Le fait est que la Chine s’intéresse à la France, à son marché et à sa technologie, et c’est comme si le camarade Xi offrait aux Français assoiffés de pouvoir de prouver que Paris ne peut mener une politique que dans son propre intérêt et non dans celui des États-Unis. Le scandale diplomatique actuel arrive donc à point nommé.

Il est très possible qu’il soit simplement étouffé. Mais si Paris se met en colère en raison de l’inertie générale de l’Occident, Monsieur Macron échouera à son examen.

Étant donné qu’il est dans l’intérêt des États-Unis d’éloigner Paris et Pékin l’un de l’autre, ce scandale et sa tournure sont dans l’intérêt des États-Unis.

Mais les intérêts de la Russie peuvent également être servis.
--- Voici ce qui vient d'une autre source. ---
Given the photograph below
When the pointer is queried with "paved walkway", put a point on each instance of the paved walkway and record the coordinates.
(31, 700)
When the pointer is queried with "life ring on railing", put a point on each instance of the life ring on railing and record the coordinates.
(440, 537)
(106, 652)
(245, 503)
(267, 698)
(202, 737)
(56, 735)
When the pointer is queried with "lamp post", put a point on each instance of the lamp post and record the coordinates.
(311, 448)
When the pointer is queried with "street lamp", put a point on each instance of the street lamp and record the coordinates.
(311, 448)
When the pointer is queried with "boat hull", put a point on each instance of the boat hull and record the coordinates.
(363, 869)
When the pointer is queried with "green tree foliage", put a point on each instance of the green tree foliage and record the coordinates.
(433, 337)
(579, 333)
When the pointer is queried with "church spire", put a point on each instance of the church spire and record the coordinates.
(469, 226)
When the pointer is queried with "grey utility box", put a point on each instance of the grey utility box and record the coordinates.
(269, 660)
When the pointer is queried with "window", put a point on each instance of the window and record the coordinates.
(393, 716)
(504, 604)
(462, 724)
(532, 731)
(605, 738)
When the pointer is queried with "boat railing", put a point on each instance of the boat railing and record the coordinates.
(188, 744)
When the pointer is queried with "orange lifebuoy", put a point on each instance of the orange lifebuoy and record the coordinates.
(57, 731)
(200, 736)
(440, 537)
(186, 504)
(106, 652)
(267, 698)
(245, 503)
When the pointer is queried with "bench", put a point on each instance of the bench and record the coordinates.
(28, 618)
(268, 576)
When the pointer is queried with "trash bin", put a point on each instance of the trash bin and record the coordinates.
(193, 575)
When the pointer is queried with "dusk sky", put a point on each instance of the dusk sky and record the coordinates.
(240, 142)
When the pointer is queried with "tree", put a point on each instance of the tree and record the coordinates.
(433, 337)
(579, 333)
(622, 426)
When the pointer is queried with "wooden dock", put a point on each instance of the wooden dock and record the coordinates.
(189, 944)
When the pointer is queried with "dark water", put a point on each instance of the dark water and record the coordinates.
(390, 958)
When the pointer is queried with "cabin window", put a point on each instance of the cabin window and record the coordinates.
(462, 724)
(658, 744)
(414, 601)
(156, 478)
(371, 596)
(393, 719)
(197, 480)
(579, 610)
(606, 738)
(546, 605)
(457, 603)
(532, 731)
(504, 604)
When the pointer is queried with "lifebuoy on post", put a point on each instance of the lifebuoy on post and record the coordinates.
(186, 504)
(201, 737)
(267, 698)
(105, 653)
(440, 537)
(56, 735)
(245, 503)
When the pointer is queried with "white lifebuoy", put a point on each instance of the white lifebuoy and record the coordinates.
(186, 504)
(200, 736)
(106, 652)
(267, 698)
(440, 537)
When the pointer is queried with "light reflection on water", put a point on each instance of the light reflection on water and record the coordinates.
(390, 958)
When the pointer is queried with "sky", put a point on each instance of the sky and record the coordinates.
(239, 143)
Plus tôt la Chine abandonnera ses illusions sur la France et réalisera que Macron est condamné à vieillir sous le parapluie américain et qu’il est incapable de mener une politique indépendante, mieux ce sera.

Si le Français se plante maintenant, l’intrigue s’éteindra avant la fin du printemps, sans attendre la soi-disant contre-offensive de printemps de l’AFU.